Consultations held before nuclear summit
WASHINGTON: A top US official consulted his counterparts in Islamabad this week on nuclear security as the Obama administration prepared for a world nuclear summit in the United States capital next week.
The State Department said Ambassador Bonnie Jenkins visited Pakistan as the head of a US delegation to the annual meeting of the International Network for Nuclear Security Training and Support Centres (NSSC). This year, the meeting was held at the Pakistan Centre of Excellence for Nuclear Security in Islamabad from March 14 to 18.
Ambassador Jenkins serves as the chair of the NSSC Network. The aim of the annual meeting is to review the status of implementation of the network. On March 31 and April 1, world leaders will gather in Washington for the fourth and final Nuclear Security Summit, which concludes a pivotal process started by US President Barack Obama in 2010 to intensify global efforts to prevent nuclear terrorism.
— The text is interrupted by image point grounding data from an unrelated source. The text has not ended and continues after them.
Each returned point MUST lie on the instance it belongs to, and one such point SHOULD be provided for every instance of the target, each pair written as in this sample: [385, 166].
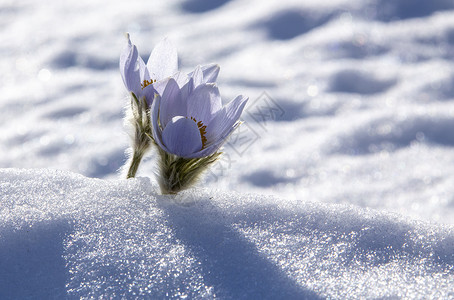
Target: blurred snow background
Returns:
[361, 91]
[351, 103]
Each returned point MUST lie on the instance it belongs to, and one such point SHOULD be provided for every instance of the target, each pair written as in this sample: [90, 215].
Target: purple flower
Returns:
[144, 80]
[190, 121]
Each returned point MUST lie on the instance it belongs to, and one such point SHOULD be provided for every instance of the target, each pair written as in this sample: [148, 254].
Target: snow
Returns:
[66, 234]
[338, 184]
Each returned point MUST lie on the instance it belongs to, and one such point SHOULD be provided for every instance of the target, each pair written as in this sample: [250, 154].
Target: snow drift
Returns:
[65, 235]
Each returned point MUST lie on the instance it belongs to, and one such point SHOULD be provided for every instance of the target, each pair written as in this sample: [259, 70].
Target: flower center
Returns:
[146, 83]
[203, 131]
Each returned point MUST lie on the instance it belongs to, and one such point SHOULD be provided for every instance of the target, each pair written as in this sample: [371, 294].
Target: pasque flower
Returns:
[144, 81]
[189, 125]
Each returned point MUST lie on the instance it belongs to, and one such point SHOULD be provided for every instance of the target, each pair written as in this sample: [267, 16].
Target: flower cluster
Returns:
[181, 114]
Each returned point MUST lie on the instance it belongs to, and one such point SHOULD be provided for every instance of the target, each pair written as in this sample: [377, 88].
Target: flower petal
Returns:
[204, 102]
[197, 76]
[172, 104]
[210, 73]
[163, 60]
[130, 68]
[182, 136]
[225, 119]
[214, 146]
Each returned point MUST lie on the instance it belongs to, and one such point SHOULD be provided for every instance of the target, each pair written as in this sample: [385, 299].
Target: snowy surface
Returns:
[349, 131]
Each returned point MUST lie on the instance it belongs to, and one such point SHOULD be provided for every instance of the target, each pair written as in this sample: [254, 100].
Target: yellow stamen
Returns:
[203, 131]
[147, 83]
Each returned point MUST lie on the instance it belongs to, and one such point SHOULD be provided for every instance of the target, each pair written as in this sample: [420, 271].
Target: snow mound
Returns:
[65, 235]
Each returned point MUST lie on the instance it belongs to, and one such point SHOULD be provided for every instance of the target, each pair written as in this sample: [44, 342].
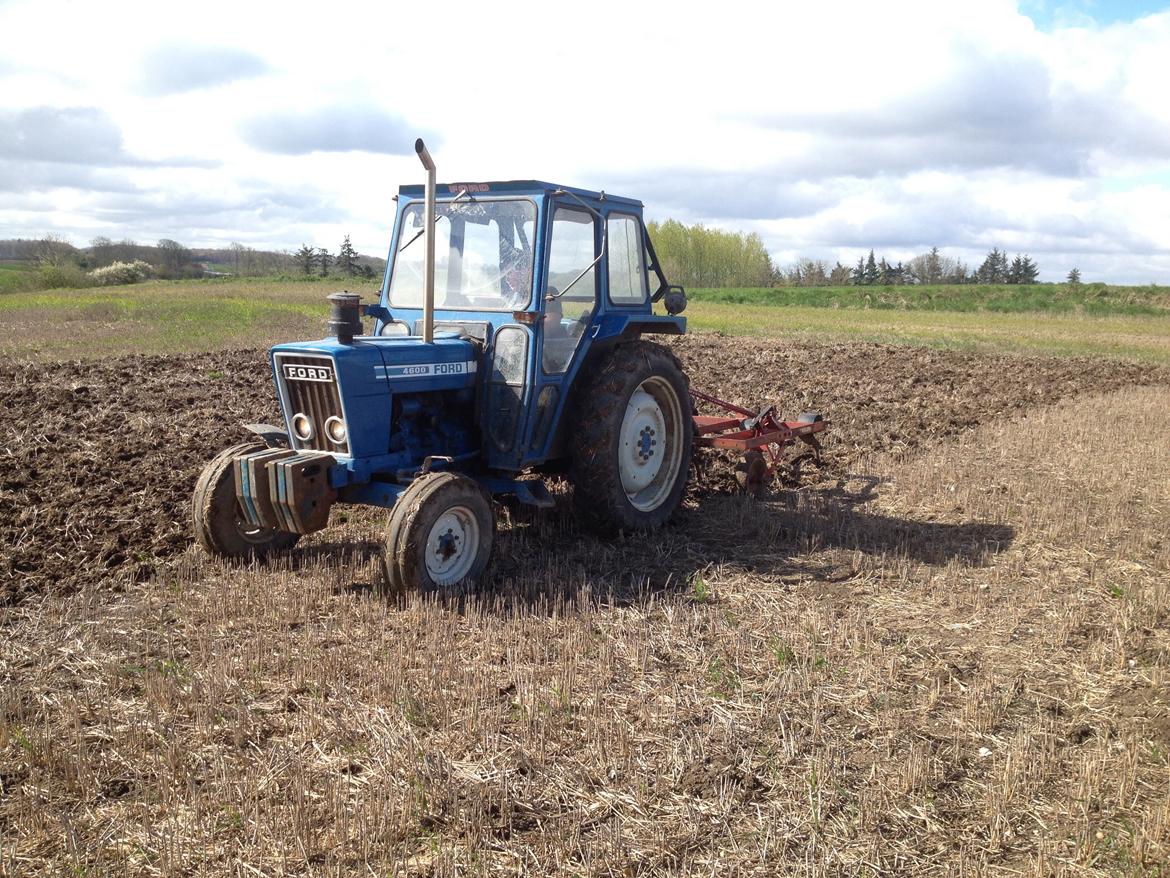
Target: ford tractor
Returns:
[508, 343]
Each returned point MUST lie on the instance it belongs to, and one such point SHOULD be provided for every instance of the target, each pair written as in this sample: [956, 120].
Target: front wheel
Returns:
[632, 439]
[219, 522]
[440, 535]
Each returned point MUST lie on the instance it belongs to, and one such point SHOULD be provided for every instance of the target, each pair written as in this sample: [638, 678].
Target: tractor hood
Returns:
[356, 382]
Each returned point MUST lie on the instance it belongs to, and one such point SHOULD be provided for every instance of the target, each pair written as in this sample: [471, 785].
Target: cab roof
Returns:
[520, 187]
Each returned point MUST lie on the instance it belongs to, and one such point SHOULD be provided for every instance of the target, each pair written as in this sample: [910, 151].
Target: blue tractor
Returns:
[508, 344]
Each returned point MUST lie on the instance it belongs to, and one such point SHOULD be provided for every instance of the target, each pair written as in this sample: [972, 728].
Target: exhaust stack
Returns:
[428, 258]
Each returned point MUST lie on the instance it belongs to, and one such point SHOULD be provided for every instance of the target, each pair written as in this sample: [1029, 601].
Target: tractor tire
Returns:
[440, 535]
[632, 440]
[219, 522]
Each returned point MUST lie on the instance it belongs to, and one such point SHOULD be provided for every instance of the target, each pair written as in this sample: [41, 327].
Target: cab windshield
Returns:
[483, 255]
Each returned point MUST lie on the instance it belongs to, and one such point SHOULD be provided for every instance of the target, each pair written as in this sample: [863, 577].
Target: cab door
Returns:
[569, 301]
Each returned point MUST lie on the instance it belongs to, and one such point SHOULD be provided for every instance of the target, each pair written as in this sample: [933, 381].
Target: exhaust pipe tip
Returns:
[424, 155]
[345, 316]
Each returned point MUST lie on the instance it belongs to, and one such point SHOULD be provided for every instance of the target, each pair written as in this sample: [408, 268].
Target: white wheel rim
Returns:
[452, 546]
[651, 444]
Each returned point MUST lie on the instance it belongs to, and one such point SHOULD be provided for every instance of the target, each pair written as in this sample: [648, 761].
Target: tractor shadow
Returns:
[783, 535]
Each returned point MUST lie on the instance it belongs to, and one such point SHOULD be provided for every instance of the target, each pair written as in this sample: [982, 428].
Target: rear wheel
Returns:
[219, 522]
[632, 440]
[440, 535]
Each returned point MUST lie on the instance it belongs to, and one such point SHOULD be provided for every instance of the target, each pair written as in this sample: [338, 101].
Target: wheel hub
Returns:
[640, 427]
[452, 546]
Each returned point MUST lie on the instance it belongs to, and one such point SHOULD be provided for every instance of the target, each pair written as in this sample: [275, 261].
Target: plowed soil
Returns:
[98, 459]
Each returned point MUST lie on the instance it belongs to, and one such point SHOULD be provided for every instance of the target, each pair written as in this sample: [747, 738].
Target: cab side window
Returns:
[566, 315]
[627, 267]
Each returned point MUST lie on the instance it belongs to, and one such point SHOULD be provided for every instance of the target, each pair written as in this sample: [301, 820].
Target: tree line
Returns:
[348, 261]
[55, 262]
[701, 256]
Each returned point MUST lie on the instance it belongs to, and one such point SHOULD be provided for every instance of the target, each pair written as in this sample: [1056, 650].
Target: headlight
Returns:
[394, 328]
[336, 431]
[302, 426]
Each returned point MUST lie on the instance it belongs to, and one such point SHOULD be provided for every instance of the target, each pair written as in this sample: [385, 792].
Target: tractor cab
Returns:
[542, 278]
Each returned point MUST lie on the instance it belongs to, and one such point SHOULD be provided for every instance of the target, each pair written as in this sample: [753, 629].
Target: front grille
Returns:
[309, 386]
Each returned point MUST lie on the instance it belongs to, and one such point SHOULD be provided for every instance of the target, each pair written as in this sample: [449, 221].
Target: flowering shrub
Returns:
[122, 273]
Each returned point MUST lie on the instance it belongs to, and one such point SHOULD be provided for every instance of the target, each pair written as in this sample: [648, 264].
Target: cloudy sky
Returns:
[830, 128]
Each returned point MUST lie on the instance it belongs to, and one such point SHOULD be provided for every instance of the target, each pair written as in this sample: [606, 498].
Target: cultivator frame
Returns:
[754, 433]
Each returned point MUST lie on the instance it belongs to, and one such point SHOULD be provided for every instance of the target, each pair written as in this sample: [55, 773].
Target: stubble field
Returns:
[945, 651]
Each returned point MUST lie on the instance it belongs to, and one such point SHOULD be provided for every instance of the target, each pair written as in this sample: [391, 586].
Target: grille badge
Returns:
[298, 372]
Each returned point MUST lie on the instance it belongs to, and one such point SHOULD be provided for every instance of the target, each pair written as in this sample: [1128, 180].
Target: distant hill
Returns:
[170, 259]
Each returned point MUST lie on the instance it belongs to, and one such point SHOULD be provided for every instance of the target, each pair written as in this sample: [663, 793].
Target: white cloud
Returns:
[827, 128]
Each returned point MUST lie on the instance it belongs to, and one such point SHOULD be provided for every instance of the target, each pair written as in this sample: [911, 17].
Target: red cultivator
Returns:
[752, 433]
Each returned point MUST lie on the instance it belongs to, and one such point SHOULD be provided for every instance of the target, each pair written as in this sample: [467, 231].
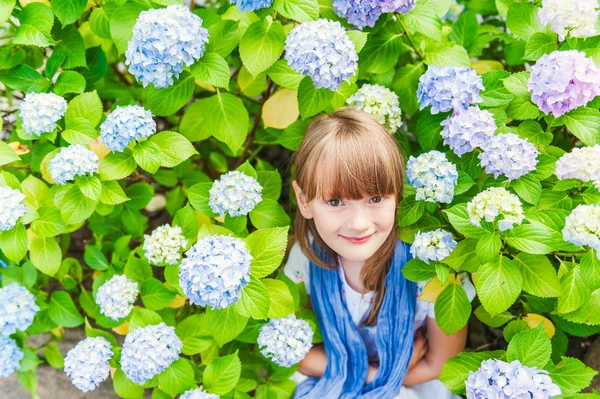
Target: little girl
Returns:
[348, 183]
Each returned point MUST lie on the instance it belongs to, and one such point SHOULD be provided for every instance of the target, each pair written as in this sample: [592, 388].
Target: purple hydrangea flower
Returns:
[466, 130]
[164, 40]
[500, 380]
[322, 50]
[450, 87]
[563, 81]
[509, 155]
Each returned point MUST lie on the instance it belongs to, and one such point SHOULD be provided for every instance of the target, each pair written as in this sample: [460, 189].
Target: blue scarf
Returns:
[347, 364]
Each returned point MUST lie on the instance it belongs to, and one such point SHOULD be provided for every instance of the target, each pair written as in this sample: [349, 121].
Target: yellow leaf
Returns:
[281, 109]
[534, 320]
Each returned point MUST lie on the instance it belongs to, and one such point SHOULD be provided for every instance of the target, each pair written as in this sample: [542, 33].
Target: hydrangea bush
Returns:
[145, 192]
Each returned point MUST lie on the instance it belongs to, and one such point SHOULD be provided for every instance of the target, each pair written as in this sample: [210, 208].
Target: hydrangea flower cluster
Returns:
[496, 202]
[563, 81]
[235, 193]
[380, 102]
[164, 40]
[17, 308]
[581, 163]
[10, 356]
[252, 5]
[501, 380]
[433, 245]
[164, 244]
[215, 271]
[509, 155]
[433, 176]
[71, 161]
[198, 393]
[87, 363]
[322, 50]
[126, 124]
[41, 111]
[466, 130]
[148, 351]
[582, 227]
[12, 207]
[450, 87]
[116, 296]
[578, 17]
[285, 340]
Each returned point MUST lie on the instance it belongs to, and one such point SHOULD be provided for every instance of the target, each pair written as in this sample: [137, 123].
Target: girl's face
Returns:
[341, 222]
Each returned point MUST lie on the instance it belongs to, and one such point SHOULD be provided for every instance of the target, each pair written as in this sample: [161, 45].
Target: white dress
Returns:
[297, 269]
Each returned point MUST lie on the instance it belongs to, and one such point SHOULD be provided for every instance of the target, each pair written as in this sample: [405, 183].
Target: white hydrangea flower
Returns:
[164, 245]
[285, 340]
[582, 164]
[235, 193]
[12, 207]
[496, 202]
[116, 296]
[87, 363]
[433, 245]
[380, 102]
[582, 227]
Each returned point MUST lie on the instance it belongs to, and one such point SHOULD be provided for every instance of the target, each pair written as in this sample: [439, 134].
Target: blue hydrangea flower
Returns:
[322, 50]
[164, 40]
[509, 155]
[12, 207]
[17, 308]
[433, 245]
[198, 393]
[10, 356]
[126, 124]
[215, 271]
[148, 351]
[285, 340]
[582, 227]
[116, 296]
[433, 176]
[235, 193]
[41, 111]
[582, 164]
[563, 81]
[466, 130]
[450, 87]
[500, 380]
[496, 202]
[252, 5]
[87, 363]
[71, 161]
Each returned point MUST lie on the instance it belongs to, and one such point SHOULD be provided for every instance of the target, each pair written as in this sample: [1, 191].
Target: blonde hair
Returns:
[348, 155]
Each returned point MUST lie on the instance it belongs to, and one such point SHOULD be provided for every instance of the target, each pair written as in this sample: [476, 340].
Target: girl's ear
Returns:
[302, 205]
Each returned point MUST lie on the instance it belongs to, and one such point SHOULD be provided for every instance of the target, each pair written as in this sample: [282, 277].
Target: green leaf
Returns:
[222, 374]
[167, 101]
[311, 100]
[299, 10]
[498, 285]
[177, 378]
[117, 165]
[452, 309]
[174, 148]
[262, 45]
[212, 69]
[531, 347]
[539, 276]
[62, 310]
[584, 123]
[45, 255]
[282, 302]
[225, 324]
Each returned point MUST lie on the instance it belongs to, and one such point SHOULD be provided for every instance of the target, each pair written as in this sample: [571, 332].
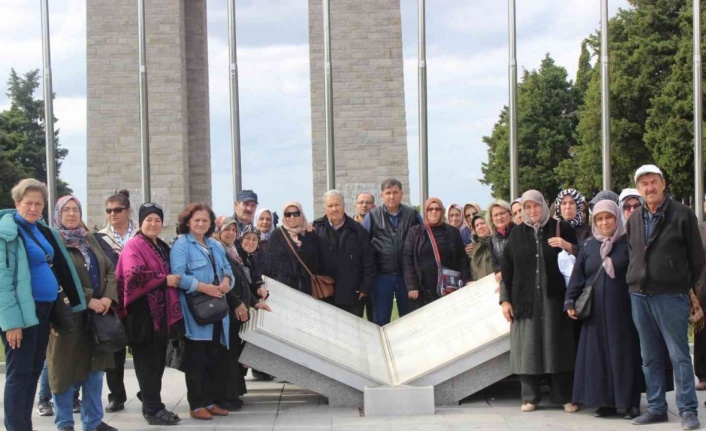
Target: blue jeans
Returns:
[386, 288]
[663, 321]
[24, 365]
[91, 408]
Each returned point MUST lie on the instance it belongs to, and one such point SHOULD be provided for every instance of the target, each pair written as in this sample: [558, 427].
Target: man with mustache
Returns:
[245, 206]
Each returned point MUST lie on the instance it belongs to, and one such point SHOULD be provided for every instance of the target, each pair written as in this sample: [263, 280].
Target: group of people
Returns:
[641, 255]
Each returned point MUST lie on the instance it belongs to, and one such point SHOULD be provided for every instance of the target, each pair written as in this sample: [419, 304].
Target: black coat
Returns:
[347, 256]
[280, 263]
[413, 256]
[609, 346]
[671, 260]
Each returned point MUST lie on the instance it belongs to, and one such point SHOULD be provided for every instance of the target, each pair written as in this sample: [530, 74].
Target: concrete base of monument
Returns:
[338, 394]
[452, 391]
[399, 400]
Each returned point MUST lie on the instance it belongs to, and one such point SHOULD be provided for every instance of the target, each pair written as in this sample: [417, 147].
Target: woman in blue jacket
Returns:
[33, 264]
[201, 262]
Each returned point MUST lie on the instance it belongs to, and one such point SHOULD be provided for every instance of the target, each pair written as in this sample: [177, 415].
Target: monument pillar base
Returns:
[398, 400]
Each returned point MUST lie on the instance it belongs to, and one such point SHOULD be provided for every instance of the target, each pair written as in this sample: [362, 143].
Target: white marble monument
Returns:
[438, 345]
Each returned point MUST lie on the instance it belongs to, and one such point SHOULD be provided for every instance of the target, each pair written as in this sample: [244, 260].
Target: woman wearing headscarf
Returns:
[240, 300]
[569, 207]
[150, 308]
[470, 210]
[499, 219]
[279, 261]
[71, 357]
[481, 260]
[422, 274]
[33, 265]
[609, 346]
[454, 216]
[532, 299]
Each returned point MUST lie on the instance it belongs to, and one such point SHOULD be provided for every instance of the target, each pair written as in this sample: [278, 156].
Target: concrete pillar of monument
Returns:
[177, 67]
[370, 129]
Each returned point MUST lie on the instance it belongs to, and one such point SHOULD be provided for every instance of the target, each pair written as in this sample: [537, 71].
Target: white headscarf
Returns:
[535, 196]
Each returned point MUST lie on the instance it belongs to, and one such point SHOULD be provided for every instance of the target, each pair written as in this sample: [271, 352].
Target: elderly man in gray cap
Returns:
[245, 206]
[666, 259]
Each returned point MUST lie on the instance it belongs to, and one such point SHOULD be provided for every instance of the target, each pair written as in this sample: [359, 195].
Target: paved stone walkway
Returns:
[280, 406]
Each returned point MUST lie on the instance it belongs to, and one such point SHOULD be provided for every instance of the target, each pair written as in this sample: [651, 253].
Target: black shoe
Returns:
[603, 412]
[104, 427]
[45, 408]
[114, 406]
[162, 417]
[650, 418]
[632, 413]
[77, 405]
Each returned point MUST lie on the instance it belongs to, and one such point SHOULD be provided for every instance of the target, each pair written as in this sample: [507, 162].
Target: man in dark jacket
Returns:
[666, 259]
[345, 254]
[388, 225]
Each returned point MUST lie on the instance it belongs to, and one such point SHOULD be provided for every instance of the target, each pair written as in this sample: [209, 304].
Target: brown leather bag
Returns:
[322, 286]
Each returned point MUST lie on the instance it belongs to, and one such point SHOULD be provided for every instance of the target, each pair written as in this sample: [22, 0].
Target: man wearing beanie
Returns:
[666, 259]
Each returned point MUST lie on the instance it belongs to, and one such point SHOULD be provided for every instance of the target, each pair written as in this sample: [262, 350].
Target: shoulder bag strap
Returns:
[291, 247]
[437, 256]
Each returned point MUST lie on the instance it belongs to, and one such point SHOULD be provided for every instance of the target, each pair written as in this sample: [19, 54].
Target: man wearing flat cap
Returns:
[245, 206]
[666, 259]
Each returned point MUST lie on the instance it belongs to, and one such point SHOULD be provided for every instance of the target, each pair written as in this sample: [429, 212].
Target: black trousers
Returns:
[206, 369]
[24, 365]
[235, 383]
[562, 385]
[357, 307]
[115, 377]
[150, 359]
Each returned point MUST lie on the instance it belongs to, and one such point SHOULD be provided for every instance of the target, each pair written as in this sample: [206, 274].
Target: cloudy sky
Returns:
[467, 85]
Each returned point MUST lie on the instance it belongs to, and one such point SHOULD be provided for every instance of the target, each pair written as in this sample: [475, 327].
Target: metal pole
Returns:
[605, 95]
[144, 111]
[422, 102]
[698, 117]
[512, 83]
[328, 96]
[234, 102]
[48, 111]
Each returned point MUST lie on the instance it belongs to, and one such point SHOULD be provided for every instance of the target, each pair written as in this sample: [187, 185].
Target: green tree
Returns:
[643, 42]
[547, 102]
[22, 139]
[669, 133]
As the summits are coming to a close with Mr Obama’s presidency, his administration is using all its resources to achieve some concrete results this year. Since Pakistan and India are the two yet unrecognised nuclear states, they are under the spotlight, at least in the media.
US officials have indicated that they are encouraging a direct meeting between the Pakistani and Indian prime ministers on the sidelines of the summit. American experts argue that the nuclear arms race in South Asia would not end unless relations between these two neighbours improve.